3) I implemented the same algorithms in Google's Go language using goroutines to perform the parallel threads. The nice thing about this is that apart from a few syntax changes the code is almost statement for statement the same. Importantly Go has range checking on accesses to arrays and slices of arrays. I never get a bounds check error here, It works fine.
So I'm getting almost confident that the algorithm is good and OpenMP in propgcc is not quite there yet.
I have put the parallel fft in C and Go up on github together with the SimpleIDE project file I use.
https://github.com/ZiCog/fftbench
Anyone any ideas how I can run this problem down further?
Here are the expected results:
Here is what I get with the code as in github:
Tantalizingly close...
This has been driving me nuts ever since as I decided that what the world really needs is a parallel Fast Fourier Transform for the Propeller that can spread the work over 2 or 4 COGs.
Initial efforts were dismal. It was hard enough for me to get an FFT working at all, making it execute chunks in parallel gives me real headache. Anyway I now have a version of fft_bench that uses the OpenMP "parallel for" construct to divide the work up over 4 COGs. It runs just fine on my PC but is not going correctly on the propeller.
Here are the issues:
1) Using just a single COG the thing runs fine. Just remove the -fopenmp option, this still divides the work up into chunks but uses only a single thread to do the junks sequentially.
2) If you hack a couple of lines where "slices" is set up and run it for two COGs it runs fine.
2) Using 4 COGs and -Os the results are nearly correct. See below.
3) Turning off optimizations -O0 causes it to hang totally!
Always suspecting the issue is with my code, it usually is, I have spent a long time futzing with it. Chiefly:
1) It could be that parallel chunks are stepping on each others data. To check for this I now have a range check in the butterfly loops. So far this has never showed any out of bounds behaviour.
2) It could be that there is some odd timing issue, especially if 1) above were happening. To that end I have run versions of this with random time delays in the past. Currently if you hack a " printf(".............\n");" into the start of the butterfly loop it produces the correct results!
3) I implemented the same algorithms in Google's Go language using goroutines to perform the parallel threads. The nice thing about this is that apart from a few syntax changes the code is almost statement for statement the same. Importantly Go has range checking on accesses to arrays and slices of arrays. I never get a bounds check error here, It works fine.
So I'm getting almost confident that the algorithm is good and OpenMP in propgcc is not quite there yet.
I have put the parallel fft in C and Go up on github together with the SimpleIDE project file I use.
https://github.com/ZiCog/fftbench
Anyone any ideas how I can run this problem down further?
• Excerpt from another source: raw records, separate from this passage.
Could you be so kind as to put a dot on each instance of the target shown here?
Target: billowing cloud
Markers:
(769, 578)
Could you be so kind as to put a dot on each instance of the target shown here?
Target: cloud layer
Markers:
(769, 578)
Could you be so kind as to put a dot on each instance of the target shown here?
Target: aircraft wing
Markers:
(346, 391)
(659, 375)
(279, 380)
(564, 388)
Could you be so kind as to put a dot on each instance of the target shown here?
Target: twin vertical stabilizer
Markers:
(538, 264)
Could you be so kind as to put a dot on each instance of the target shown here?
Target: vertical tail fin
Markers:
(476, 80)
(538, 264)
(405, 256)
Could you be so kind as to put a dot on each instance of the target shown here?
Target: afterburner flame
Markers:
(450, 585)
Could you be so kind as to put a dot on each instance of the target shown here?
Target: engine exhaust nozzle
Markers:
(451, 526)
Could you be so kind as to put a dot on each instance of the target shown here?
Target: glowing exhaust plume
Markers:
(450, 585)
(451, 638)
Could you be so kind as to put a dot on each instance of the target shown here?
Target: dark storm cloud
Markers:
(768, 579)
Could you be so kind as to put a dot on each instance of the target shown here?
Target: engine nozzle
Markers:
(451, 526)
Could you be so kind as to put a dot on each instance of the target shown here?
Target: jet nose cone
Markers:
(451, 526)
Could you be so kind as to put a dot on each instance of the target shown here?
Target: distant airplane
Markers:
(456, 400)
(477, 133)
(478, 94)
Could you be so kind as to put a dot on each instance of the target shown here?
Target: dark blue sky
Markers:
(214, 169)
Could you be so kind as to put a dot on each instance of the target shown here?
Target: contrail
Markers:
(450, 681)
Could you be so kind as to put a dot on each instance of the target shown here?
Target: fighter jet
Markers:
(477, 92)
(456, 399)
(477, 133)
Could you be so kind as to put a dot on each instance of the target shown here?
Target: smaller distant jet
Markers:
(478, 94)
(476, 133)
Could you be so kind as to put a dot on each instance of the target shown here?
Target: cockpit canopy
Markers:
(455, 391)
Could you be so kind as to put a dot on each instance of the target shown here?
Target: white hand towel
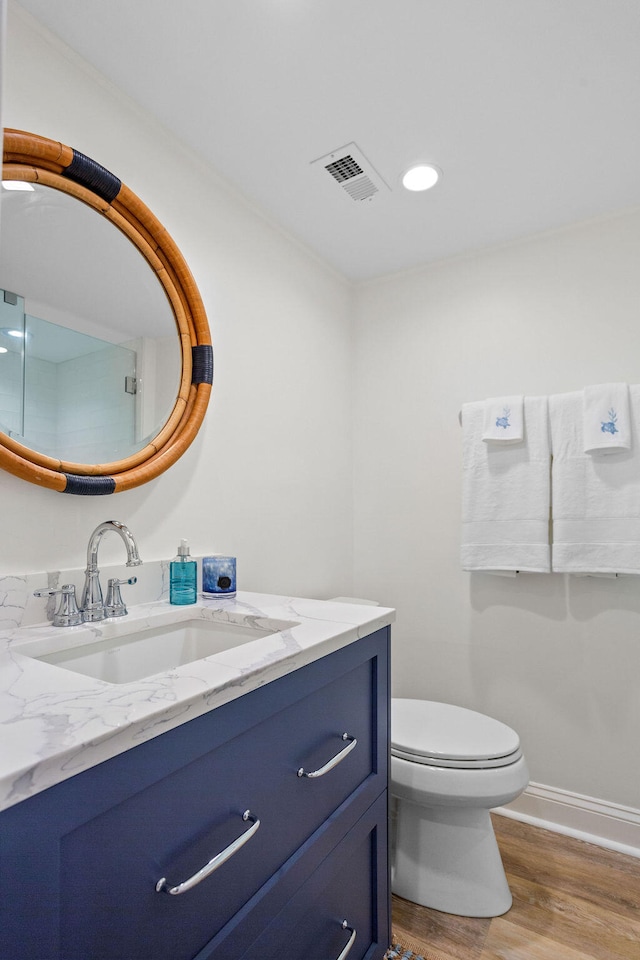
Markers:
(595, 500)
(503, 420)
(505, 508)
(606, 418)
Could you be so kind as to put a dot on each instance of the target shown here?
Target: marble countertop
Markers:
(56, 723)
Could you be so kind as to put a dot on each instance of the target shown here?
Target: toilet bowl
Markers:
(449, 767)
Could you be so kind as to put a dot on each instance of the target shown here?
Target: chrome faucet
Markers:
(92, 604)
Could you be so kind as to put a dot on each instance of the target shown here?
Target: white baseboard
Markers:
(595, 821)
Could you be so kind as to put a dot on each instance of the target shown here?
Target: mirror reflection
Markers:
(90, 360)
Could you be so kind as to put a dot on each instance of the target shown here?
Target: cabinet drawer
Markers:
(339, 903)
(174, 828)
(91, 850)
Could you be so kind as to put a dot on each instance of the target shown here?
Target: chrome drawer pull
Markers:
(352, 940)
(339, 757)
(217, 861)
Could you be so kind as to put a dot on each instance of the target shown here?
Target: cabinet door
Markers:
(340, 910)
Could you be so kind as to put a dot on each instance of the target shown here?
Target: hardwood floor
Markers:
(571, 901)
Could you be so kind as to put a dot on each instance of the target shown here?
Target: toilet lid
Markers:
(446, 735)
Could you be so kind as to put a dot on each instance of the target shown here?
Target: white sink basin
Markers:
(133, 654)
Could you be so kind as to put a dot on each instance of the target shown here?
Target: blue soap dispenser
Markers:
(183, 577)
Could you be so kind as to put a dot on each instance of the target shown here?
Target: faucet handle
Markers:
(114, 604)
(67, 614)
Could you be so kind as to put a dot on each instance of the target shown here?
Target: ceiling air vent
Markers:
(352, 171)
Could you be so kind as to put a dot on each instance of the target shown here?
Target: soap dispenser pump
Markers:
(183, 577)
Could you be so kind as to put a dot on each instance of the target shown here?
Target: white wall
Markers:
(557, 658)
(269, 476)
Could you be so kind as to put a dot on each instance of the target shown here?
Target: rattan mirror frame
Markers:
(27, 156)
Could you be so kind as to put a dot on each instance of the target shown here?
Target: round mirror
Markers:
(106, 362)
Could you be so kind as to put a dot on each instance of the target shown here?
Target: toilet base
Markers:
(447, 858)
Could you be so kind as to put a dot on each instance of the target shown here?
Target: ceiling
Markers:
(531, 109)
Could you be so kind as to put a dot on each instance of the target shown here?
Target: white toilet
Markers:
(449, 767)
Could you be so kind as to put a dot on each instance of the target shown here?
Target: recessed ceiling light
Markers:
(422, 176)
(16, 185)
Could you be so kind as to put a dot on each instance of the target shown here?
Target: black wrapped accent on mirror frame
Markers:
(35, 159)
(89, 486)
(94, 176)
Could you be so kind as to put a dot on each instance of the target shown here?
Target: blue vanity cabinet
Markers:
(80, 863)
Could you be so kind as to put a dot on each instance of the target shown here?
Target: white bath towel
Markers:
(503, 420)
(605, 412)
(505, 508)
(595, 500)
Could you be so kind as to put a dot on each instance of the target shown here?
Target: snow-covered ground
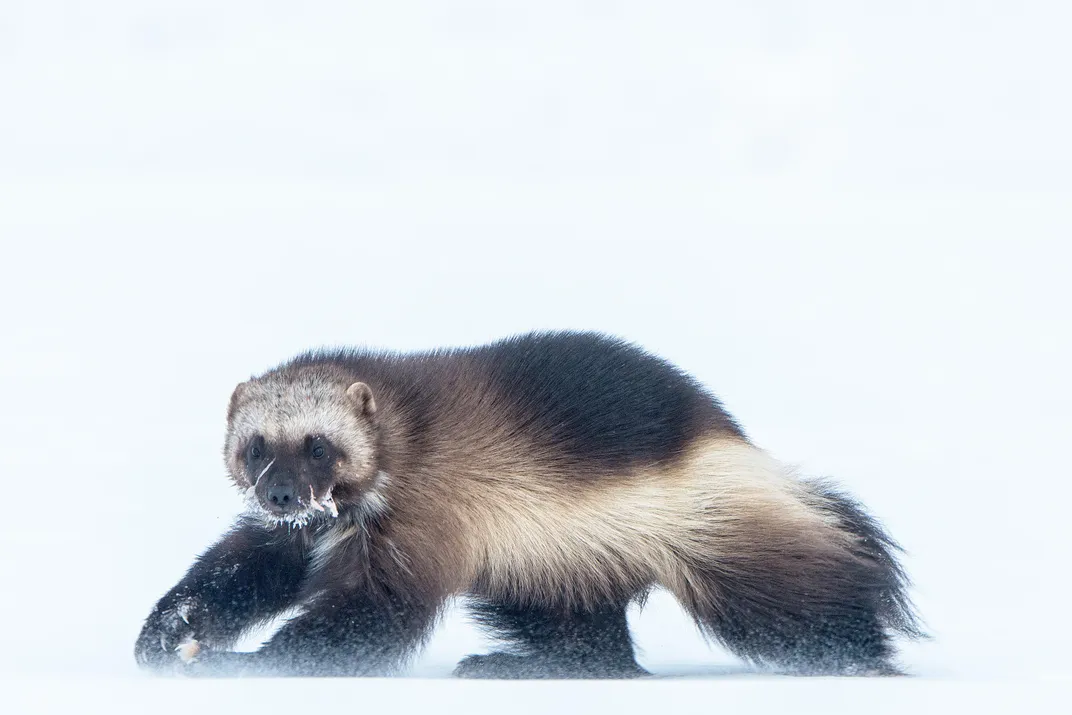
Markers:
(851, 222)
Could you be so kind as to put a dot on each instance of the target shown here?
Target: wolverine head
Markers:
(301, 444)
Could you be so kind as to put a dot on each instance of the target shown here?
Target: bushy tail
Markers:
(874, 545)
(816, 591)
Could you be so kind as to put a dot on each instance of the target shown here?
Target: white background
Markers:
(849, 220)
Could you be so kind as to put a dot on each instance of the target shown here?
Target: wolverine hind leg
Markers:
(550, 643)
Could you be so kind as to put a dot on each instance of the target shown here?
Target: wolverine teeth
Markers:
(188, 651)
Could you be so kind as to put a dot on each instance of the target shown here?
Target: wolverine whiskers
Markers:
(267, 466)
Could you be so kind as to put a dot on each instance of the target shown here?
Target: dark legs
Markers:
(249, 576)
(340, 634)
(542, 643)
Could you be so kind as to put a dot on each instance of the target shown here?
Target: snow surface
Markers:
(850, 221)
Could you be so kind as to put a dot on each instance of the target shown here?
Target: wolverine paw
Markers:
(168, 638)
(508, 666)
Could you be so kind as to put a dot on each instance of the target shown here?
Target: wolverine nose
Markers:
(281, 496)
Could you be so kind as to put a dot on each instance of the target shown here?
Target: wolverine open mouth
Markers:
(304, 508)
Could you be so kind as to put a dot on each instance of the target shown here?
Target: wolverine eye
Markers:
(256, 449)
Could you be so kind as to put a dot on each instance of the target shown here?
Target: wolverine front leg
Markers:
(339, 634)
(252, 574)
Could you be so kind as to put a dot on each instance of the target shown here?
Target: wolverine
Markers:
(549, 479)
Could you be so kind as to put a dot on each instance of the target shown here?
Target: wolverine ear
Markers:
(361, 395)
(236, 399)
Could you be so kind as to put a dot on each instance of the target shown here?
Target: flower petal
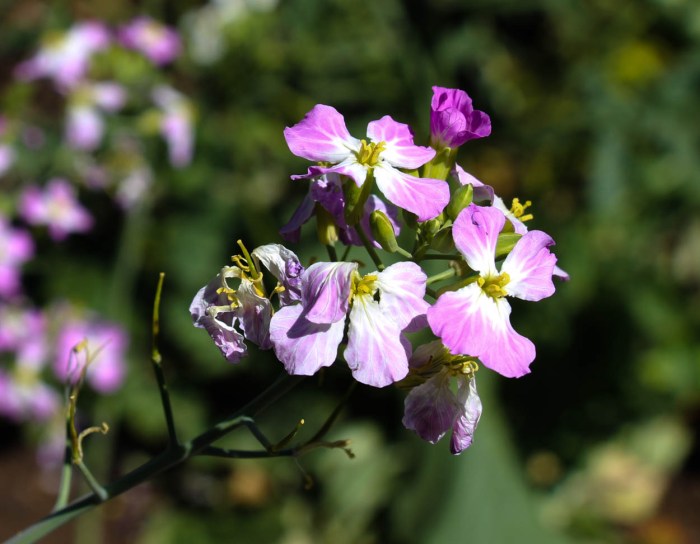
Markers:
(475, 233)
(431, 408)
(326, 291)
(321, 136)
(400, 150)
(375, 353)
(402, 288)
(303, 346)
(530, 265)
(470, 322)
(425, 197)
(465, 425)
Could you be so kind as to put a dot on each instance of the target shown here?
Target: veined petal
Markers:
(465, 425)
(321, 136)
(425, 197)
(475, 233)
(375, 353)
(400, 150)
(431, 408)
(326, 291)
(285, 266)
(402, 288)
(470, 322)
(302, 346)
(530, 265)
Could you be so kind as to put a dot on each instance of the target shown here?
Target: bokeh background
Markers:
(595, 110)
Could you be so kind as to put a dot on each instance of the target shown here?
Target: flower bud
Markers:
(461, 198)
(383, 231)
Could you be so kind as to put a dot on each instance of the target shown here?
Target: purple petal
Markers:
(431, 408)
(465, 425)
(375, 352)
(530, 265)
(321, 136)
(475, 233)
(302, 346)
(470, 322)
(326, 291)
(400, 150)
(425, 197)
(402, 288)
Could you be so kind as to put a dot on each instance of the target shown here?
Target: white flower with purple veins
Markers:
(381, 307)
(222, 310)
(475, 320)
(55, 207)
(322, 137)
(101, 345)
(159, 43)
(85, 123)
(16, 247)
(65, 57)
(432, 407)
(176, 124)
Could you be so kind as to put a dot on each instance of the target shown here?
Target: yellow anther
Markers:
(369, 153)
(518, 209)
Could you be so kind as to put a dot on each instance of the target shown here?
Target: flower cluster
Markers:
(332, 310)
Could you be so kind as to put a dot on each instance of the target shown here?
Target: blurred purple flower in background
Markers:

Here are the expected results:
fft_bench v1.2 OpenMP version = 3.0 Freq. Magnitude 00000000 000001FE 000000C0 000001FF 00000140 000001FF 00000200 000001FF 1024 point bit-reversal and butterfly run time = 493477 us
Here is what I get with the code as in github:
fft_bench v1.2 OpenMP version = 3.0 Freq. Magnitude 00000000 000001FF 00000001 000001FE 000000C0 000001FF 00000100 000001FE 00000101 00000470 00000140 000001FF 00000200 000001FF 1024 point bit-reversal and butterfly run time = 54636 us
Tantalizingly close...
Comments
The -O0 hang is pretty odd... can you tell where it's hanging? gdb should be working on the performance branch, so that may help out.
Eric
Yeah, sorry , this is a bit off the track for propgcc development I'm sure.
Looks like we have a race somewhere for sure, given that adding a printf gets us the correct result.
As I said I always suspect my code first, so I try to analyse it as much as possible. Just now I ran out of ideas.
Any advice on the steps to take with gdb? It's a long time since I used gdb for remote debugging and never with a multi-threaded app.